Insurers in high-risk states like California have done a good job of managing the state’s wildfire risk, he says, at least from a personal property standpoint, though he does acknowledge that some insurers have actually pulled out of certain parts of the state where devastating wildfires are becoming more common. In 2003, about 19,000 wildfire-related homeowners insurance claims resulted in around $2 billion worth of payouts, while the 1991 Oakland Hills fire near downtown Oakland, Calif., cost insurers more than $2.5 billion in inflation-adjusted 2013 dollars.

“Here in California, obviously what we see is that wildfires can be extremely costly,” Lehman says. “But the insurance industry has been able to weather them in the past and will be able to continue to do so.”

That may not be the case everywhere, however. In Colorado, Carole Walker with the Rocky Mountain Insurance Information Association says that insurance companies are getting picky about what structures they’re willing to insure, and they're crafting strict new fire prevention regulations for homeowners in high-risk areas, calling for fire-retardant building materials and large defensible spaces around the home.

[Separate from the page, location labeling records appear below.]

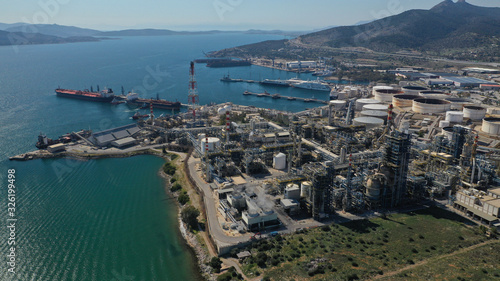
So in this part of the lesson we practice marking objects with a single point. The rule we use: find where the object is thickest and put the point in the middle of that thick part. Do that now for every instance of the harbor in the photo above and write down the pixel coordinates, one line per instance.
(290, 98)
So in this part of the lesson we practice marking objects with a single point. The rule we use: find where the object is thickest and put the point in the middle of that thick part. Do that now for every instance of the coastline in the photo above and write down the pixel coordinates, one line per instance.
(197, 250)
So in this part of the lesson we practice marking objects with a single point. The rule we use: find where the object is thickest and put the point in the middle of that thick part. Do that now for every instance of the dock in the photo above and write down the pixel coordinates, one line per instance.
(278, 96)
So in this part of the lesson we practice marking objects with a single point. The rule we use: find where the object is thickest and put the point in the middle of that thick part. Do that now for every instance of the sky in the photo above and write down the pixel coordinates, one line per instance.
(209, 14)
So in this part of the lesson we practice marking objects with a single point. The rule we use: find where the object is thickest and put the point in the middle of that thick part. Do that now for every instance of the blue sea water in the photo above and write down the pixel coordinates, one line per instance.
(105, 219)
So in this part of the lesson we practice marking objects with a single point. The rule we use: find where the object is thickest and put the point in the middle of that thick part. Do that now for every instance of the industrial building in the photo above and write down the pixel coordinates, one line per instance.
(105, 138)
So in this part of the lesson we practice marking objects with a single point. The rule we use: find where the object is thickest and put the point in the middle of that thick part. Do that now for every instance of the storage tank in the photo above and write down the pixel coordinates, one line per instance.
(306, 189)
(369, 122)
(459, 103)
(491, 125)
(338, 104)
(378, 107)
(413, 90)
(279, 161)
(404, 100)
(444, 123)
(375, 88)
(430, 105)
(213, 143)
(362, 102)
(385, 95)
(448, 132)
(493, 111)
(455, 116)
(434, 95)
(474, 113)
(292, 191)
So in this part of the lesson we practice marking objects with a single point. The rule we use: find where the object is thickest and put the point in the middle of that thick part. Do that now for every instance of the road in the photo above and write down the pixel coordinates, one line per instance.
(216, 231)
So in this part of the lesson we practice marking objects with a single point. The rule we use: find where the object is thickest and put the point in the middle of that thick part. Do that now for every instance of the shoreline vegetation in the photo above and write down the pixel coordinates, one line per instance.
(188, 202)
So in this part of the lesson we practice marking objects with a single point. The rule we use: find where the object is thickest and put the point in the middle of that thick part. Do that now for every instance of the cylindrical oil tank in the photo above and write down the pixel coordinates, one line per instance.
(213, 143)
(369, 122)
(306, 189)
(430, 105)
(375, 88)
(413, 90)
(434, 95)
(491, 125)
(279, 161)
(474, 113)
(292, 191)
(362, 102)
(459, 103)
(404, 100)
(338, 104)
(448, 132)
(493, 111)
(455, 116)
(444, 123)
(378, 107)
(385, 95)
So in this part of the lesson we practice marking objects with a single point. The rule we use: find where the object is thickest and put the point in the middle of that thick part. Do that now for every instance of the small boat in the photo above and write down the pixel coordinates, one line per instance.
(137, 116)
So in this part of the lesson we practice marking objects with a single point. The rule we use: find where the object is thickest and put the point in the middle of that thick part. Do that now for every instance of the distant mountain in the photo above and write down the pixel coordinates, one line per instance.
(448, 29)
(4, 26)
(53, 29)
(20, 38)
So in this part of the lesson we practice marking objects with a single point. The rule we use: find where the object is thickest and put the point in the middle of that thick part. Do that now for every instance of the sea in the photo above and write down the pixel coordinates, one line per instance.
(107, 219)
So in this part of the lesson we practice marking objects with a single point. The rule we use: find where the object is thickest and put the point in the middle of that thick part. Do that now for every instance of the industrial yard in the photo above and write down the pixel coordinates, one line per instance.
(370, 152)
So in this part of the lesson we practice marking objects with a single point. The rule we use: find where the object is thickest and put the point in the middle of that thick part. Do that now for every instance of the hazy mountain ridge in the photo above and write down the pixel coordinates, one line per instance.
(448, 29)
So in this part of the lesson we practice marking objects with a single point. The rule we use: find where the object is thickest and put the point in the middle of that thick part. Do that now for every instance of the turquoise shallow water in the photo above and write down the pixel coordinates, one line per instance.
(96, 220)
(108, 219)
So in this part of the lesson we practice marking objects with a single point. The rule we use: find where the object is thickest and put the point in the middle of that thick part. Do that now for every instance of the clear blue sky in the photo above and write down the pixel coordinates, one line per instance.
(209, 14)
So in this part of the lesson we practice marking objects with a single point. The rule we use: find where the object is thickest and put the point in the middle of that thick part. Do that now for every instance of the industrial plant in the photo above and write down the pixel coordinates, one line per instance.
(371, 149)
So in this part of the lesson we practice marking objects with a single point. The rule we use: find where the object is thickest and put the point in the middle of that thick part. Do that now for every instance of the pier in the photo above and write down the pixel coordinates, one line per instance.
(278, 96)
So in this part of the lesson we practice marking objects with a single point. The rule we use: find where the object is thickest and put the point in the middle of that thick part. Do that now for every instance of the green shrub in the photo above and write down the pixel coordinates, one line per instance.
(176, 187)
(183, 198)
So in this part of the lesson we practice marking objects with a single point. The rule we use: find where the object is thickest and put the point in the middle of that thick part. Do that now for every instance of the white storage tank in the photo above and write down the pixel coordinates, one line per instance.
(434, 95)
(385, 95)
(292, 191)
(213, 143)
(444, 123)
(376, 88)
(362, 102)
(430, 105)
(493, 111)
(378, 107)
(459, 103)
(369, 122)
(404, 100)
(279, 161)
(306, 189)
(448, 132)
(491, 126)
(455, 116)
(474, 113)
(338, 104)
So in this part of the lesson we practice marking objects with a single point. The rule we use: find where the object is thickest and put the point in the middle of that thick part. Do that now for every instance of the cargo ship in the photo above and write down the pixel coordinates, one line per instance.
(228, 63)
(133, 99)
(105, 95)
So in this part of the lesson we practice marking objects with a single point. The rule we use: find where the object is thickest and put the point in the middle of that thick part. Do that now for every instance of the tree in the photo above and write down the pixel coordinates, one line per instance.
(183, 198)
(216, 264)
(189, 216)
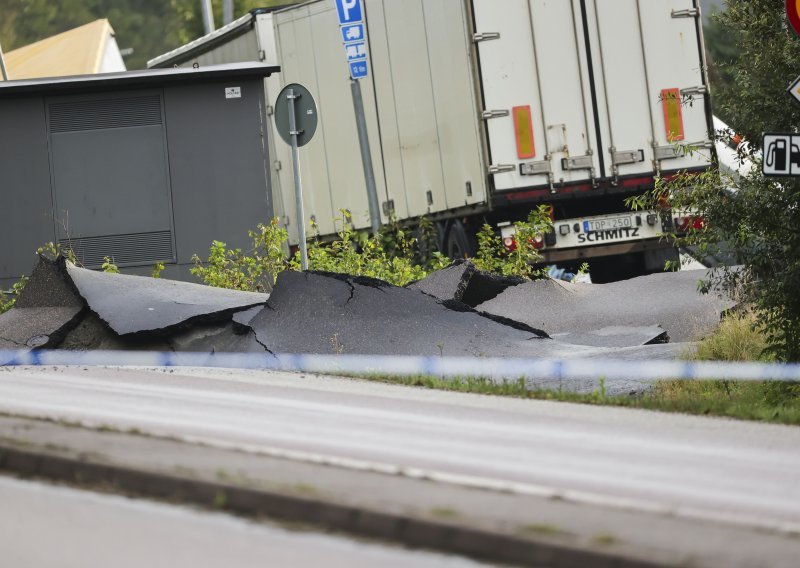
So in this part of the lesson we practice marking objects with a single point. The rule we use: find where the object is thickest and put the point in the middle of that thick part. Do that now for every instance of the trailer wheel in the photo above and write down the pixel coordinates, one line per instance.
(460, 243)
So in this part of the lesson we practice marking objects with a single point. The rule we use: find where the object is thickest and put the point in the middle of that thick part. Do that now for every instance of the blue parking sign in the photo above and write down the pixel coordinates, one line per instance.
(349, 11)
(352, 32)
(357, 50)
(358, 69)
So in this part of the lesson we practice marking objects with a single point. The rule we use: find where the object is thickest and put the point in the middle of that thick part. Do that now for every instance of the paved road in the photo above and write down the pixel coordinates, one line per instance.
(694, 466)
(43, 526)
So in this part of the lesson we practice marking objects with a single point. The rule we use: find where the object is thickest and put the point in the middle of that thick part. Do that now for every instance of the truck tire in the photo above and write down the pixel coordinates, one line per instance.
(459, 243)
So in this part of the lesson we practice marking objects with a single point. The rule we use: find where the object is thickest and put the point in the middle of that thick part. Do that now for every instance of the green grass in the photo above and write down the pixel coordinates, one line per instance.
(768, 402)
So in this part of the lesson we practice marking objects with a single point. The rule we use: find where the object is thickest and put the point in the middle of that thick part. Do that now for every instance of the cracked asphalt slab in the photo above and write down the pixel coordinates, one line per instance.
(152, 304)
(457, 311)
(45, 310)
(667, 299)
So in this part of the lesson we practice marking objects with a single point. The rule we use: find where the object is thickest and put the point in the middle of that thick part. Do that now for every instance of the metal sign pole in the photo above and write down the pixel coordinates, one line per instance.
(3, 65)
(298, 189)
(366, 157)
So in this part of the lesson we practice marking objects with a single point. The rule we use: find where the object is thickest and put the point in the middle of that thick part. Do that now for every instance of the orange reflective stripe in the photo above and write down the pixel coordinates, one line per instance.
(673, 116)
(523, 127)
(793, 13)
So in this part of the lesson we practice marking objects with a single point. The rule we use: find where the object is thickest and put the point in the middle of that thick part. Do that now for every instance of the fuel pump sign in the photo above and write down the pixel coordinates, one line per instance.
(781, 155)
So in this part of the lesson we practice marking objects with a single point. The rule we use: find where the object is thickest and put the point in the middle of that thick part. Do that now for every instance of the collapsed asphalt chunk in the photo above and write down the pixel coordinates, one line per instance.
(616, 336)
(46, 309)
(137, 304)
(462, 282)
(333, 313)
(668, 299)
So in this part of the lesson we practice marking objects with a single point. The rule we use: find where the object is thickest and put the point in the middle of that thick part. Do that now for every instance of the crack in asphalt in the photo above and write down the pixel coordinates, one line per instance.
(3, 338)
(261, 343)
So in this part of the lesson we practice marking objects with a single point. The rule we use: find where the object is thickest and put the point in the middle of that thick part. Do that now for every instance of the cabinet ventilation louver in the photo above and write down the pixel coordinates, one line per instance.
(123, 250)
(105, 113)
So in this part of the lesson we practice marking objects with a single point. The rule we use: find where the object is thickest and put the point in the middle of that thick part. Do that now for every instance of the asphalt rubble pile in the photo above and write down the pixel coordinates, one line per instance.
(457, 311)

“Up until a couple of years ago, we didn’t have that mega-destructive type of fire out here,” she says, adding that the 2002 Hayman fire, which burned 138,000 acres and remains the largest wildfire in the state’s history, only resulted in about $31 million worth of property losses. “Now what were seeing play out in Colorado, unfortunately, is multimillion-dollar wildfires destroying hundreds of homes. Customers who are not willing to take steps to protect their homes are having a harder and harder time getting coverage.”